More than two years on, the Russians have bombarded Ukraine’s cities, reducing some to rubble; raped, tortured, and murdered civilians; and abducted thousands of children. As fighting continues, Russia’s vastly superior firepower – bolstered by supplies from China, Iran, and North Korea – has begun to show, even though the Ukrainians have held on tenaciously.
In order for Ukraine to continue to defend itself – and have a chance of winning the war – the United States and Europe must provide more weapons and support, including air cover. Crucially, they ought not to forget that Ukraine is fighting for shared Western values.
After a prolonged congressional battle, US policymakers recently agreed to resume supplying ammunition, drones, rockets, and other military aid to Ukraine. The months-long delay can be attributed to a group of Republican Representatives who effectively form a pro-Russian lobby in the US Congress and have arguably done more than Putin’s generals to help the Kremlin’s war effort.
European countries have urged the US to deliver more assistance, but many of them have failed to match their words with adequate action. Indeed, ever since John F. Kennedy’s presidency, the US has called on NATO’s European members to contribute more to their own defense. But even now, fewer than half meet the long-standing defense-spending target of 2% of GDP. In some countries, the share of the budget consumed by pensions leaves so little for military spending that the army is little more than a well-protected pension fund.

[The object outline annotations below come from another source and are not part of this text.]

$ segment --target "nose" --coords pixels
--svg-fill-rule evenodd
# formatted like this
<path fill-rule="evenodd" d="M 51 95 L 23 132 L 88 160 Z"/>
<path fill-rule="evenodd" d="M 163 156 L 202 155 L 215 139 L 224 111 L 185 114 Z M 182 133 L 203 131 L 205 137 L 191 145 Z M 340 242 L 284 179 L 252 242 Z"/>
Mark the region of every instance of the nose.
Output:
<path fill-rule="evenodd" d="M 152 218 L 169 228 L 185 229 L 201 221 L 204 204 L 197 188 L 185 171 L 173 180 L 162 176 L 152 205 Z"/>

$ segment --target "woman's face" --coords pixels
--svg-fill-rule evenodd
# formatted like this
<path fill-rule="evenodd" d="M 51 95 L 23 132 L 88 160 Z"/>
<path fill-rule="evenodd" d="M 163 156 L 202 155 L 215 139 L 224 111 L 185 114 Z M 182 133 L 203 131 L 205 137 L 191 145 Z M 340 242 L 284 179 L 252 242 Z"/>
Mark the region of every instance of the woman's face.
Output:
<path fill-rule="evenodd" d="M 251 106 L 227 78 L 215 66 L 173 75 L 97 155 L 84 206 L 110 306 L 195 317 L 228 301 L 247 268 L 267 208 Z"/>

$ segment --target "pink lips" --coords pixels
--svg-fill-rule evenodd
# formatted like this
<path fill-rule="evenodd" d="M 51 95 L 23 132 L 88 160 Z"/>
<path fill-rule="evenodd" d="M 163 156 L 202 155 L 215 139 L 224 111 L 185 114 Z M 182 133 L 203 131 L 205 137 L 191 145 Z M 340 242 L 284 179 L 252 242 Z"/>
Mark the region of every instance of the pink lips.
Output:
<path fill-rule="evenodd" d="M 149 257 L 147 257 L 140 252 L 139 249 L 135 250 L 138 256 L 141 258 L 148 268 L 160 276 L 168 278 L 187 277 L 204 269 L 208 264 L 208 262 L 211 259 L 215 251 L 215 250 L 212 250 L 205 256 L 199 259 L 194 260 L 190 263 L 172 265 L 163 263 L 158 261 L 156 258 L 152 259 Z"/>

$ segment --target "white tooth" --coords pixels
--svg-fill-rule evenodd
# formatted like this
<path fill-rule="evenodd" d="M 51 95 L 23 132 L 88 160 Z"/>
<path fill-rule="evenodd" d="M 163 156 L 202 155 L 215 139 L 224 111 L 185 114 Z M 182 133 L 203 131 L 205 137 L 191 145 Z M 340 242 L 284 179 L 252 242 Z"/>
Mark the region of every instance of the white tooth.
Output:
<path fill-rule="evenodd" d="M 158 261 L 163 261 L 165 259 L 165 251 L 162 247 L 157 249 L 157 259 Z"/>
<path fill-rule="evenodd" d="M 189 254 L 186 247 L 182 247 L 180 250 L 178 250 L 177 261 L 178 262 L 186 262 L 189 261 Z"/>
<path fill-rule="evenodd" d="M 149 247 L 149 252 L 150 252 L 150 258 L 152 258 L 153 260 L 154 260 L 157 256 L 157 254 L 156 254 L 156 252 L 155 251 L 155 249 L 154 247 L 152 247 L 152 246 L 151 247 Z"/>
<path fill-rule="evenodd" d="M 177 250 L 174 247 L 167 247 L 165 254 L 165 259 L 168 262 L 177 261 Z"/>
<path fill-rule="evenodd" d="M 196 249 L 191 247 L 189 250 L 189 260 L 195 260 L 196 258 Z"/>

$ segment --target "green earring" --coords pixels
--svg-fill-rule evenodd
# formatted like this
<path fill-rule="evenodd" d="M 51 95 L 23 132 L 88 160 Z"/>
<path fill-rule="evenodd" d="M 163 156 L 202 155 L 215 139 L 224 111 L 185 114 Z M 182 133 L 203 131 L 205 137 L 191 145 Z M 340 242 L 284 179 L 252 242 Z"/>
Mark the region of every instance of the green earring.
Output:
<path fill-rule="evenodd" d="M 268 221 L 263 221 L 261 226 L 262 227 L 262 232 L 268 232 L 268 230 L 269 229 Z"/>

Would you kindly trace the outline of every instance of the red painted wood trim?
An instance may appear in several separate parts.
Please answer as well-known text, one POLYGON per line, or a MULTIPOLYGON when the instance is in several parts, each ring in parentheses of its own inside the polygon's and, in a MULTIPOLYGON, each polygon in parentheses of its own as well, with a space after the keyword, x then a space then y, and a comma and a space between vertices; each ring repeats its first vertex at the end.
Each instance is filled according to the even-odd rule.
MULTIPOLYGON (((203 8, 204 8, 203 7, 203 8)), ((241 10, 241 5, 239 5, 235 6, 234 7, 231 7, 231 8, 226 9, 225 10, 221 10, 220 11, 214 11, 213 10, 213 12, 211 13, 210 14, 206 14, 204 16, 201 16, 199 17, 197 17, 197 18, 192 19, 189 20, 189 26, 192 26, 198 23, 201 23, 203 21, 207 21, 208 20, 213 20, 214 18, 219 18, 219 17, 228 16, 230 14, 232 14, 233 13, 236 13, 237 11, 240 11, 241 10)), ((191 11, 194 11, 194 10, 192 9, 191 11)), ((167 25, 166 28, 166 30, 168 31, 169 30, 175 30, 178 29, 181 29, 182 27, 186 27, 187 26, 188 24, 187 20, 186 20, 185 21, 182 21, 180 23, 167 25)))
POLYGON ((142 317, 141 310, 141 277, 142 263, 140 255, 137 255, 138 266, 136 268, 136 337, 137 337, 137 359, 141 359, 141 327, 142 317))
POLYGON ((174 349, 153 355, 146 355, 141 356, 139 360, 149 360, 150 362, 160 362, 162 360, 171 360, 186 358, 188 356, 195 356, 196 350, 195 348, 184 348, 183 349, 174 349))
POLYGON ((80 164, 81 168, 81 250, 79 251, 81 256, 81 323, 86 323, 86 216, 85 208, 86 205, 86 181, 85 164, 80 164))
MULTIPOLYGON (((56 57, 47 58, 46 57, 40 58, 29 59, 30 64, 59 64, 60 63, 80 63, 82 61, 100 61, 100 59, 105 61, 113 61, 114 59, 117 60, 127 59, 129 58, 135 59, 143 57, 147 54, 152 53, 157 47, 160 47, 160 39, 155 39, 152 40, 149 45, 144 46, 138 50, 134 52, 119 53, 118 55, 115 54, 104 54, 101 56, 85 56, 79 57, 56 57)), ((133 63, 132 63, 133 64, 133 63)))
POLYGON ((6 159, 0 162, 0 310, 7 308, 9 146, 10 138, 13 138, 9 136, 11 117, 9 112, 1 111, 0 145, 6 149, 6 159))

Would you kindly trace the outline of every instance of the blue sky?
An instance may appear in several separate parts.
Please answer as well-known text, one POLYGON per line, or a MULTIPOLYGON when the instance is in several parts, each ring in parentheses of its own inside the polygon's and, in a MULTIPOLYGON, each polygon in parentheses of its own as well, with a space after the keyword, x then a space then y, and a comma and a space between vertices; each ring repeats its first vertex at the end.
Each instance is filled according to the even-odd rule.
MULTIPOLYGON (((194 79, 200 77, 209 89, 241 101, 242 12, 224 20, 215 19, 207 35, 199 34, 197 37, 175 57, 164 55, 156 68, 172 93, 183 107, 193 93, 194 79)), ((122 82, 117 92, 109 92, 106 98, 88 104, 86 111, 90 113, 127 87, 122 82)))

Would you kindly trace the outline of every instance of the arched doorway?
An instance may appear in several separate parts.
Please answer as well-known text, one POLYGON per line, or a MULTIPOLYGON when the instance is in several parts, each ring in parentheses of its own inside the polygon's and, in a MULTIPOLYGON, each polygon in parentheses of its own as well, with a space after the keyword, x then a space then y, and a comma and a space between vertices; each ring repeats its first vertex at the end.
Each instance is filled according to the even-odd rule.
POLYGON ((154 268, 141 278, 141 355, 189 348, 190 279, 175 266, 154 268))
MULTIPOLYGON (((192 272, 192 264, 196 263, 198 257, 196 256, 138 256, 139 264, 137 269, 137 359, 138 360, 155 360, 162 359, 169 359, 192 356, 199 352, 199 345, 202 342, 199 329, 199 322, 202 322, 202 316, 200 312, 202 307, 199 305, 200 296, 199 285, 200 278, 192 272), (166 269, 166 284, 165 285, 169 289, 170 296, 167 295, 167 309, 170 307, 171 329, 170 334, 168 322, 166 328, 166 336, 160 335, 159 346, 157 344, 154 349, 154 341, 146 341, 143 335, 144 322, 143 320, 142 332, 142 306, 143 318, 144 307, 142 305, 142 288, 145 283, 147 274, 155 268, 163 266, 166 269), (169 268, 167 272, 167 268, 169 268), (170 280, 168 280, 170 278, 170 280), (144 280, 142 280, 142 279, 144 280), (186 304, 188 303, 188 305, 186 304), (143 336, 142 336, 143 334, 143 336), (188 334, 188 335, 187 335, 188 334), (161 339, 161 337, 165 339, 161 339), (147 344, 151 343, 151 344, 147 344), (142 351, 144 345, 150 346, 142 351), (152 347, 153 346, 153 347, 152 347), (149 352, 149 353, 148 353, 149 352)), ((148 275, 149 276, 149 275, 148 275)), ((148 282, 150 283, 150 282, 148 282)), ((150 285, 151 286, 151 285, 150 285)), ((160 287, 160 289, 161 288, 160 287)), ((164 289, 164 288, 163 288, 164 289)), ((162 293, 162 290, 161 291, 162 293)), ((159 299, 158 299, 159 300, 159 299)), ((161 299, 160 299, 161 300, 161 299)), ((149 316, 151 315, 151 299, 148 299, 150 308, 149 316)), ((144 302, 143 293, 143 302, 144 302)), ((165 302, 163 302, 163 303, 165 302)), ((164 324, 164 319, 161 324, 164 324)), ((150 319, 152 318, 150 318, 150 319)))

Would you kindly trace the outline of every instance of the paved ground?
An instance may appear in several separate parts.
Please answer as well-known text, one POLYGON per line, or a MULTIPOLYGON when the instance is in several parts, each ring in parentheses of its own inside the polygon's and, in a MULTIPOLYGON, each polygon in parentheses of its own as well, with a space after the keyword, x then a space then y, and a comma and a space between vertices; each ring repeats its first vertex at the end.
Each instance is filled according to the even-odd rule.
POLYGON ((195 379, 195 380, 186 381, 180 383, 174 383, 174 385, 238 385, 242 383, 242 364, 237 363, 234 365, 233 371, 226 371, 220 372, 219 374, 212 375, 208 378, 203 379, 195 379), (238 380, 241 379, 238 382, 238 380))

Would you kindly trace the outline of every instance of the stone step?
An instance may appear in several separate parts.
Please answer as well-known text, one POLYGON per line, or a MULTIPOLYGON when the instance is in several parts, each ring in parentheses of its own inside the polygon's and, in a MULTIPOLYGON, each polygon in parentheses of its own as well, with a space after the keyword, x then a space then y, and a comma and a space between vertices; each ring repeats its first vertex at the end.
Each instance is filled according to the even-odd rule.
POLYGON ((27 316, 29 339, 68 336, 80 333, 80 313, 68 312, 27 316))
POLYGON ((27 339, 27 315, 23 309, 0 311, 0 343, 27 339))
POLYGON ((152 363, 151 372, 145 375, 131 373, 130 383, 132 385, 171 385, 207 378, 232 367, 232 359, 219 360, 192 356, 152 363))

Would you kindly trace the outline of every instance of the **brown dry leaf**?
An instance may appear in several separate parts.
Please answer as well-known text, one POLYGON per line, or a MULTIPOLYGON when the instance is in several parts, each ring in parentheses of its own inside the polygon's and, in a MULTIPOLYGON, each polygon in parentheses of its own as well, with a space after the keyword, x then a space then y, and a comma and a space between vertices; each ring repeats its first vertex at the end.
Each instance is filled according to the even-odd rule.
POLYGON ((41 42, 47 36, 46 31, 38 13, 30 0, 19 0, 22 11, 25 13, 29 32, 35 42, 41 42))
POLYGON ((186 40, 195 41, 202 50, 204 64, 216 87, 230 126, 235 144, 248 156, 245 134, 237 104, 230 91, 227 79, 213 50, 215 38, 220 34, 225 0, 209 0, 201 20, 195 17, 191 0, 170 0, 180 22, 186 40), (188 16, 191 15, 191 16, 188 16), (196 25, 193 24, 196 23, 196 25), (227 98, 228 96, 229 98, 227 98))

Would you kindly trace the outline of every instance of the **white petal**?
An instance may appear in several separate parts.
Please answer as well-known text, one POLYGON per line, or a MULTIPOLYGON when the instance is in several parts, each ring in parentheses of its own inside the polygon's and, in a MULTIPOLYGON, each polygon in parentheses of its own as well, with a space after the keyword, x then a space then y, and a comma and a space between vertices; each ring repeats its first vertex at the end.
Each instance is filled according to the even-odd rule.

The fact that the US has sprung into action after approving nearly $61 billion in military aid for Ukraine is an encouraging development. But the real question is whether the aid will continue to flow uninterrupted. One must hope that Ukraine will no longer have to beg for assistance – not least because a Russian victory would augur a collapse in confidence in the West’s willingness to defend its purported values. The world is watching.